Il n’est bruit que de l’enquête réclamée par le sénateur Powell, du Kentucky, contre le général Payne. M. Wilson et quelques autres soutiennent par esprit de parti ce violent patriote, que du reste le sénateur Powell attaque avec une véhémence et une crudité d’expressions incroyables. M. Conness, de la Californie, lui ayant répondu quelques paroles blessantes, il a riposté avec fureur par un débordement d’injures personnelles dont chez nous la péroraison n’aurait pu être qu’un échange de soufflets ; mais l’équanimité des Américains égale leur intempérance, et je ne serais pas étonné, après cette scène brutale, de voir les deux champions se serrer la main.

Dans la chambre, une enquête déjà ouverte contre le général Payne et le député Anderson, du Kentucky, tous les deux accusée de corruption et d’abus de pouvoir, a éveillé l’attention publique sur les nombreuses iniquités, que les autorités militaires se permettent au nom du président depuis la suspension de l’habeas corpus[1].

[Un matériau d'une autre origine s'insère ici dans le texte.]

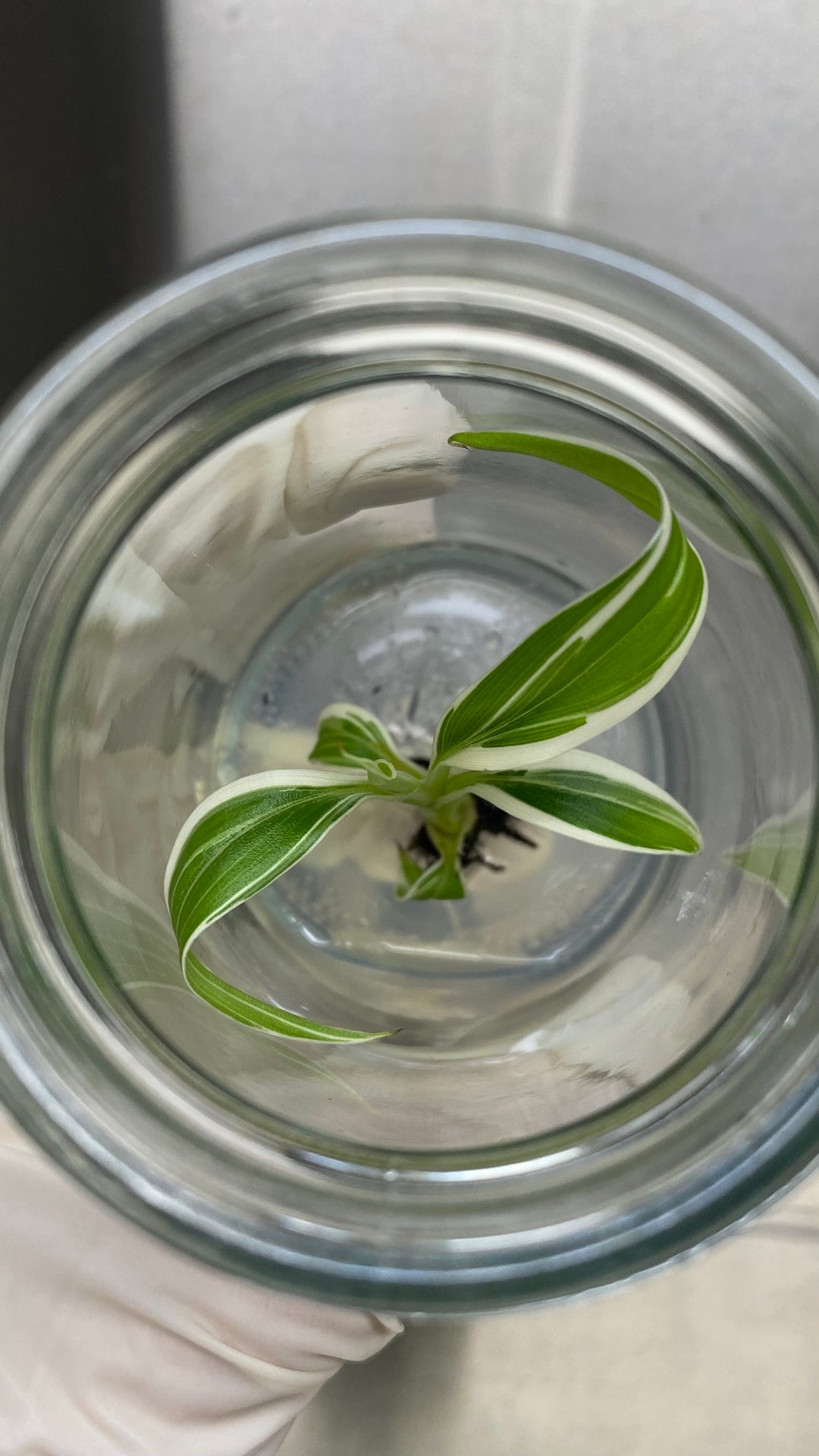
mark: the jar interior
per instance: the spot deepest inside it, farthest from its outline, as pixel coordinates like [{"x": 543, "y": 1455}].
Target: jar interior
[{"x": 341, "y": 551}]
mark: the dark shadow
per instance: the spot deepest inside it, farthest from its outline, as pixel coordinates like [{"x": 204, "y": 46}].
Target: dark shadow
[
  {"x": 85, "y": 168},
  {"x": 414, "y": 1382}
]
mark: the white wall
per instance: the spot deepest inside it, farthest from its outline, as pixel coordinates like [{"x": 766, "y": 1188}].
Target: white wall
[{"x": 687, "y": 128}]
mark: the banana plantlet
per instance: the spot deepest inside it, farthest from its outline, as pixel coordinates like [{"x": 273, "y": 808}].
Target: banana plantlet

  1. On sait que la suspension du writ d’habeas corpus, autorisée par la constitution des États-Unis « en cas de rébellion ou d’invasion, quand la sûreté publique l’exige, » et proclamée par le président Lincoln le 15 septembre 1863, vient d’être révoquée par le président Johnson pour tout le territoire de l’Union, sauf le district de Colombie, les états de Virginie, de la Caroline du sud, de la Caroline du nord, du Kentucky, du Tennessee, de la Géorgie, de la Floride, de l’Alabama, du Mississipi, de la Louisiane, du Texas et de l’Arkansas, les territoires de l’Arizona et du Nouveau-Mexique, c’est-à-dire tous les états et territoires engagés dans la rébellion où l’ordre légal n’a pu être encore entièrement rétabli.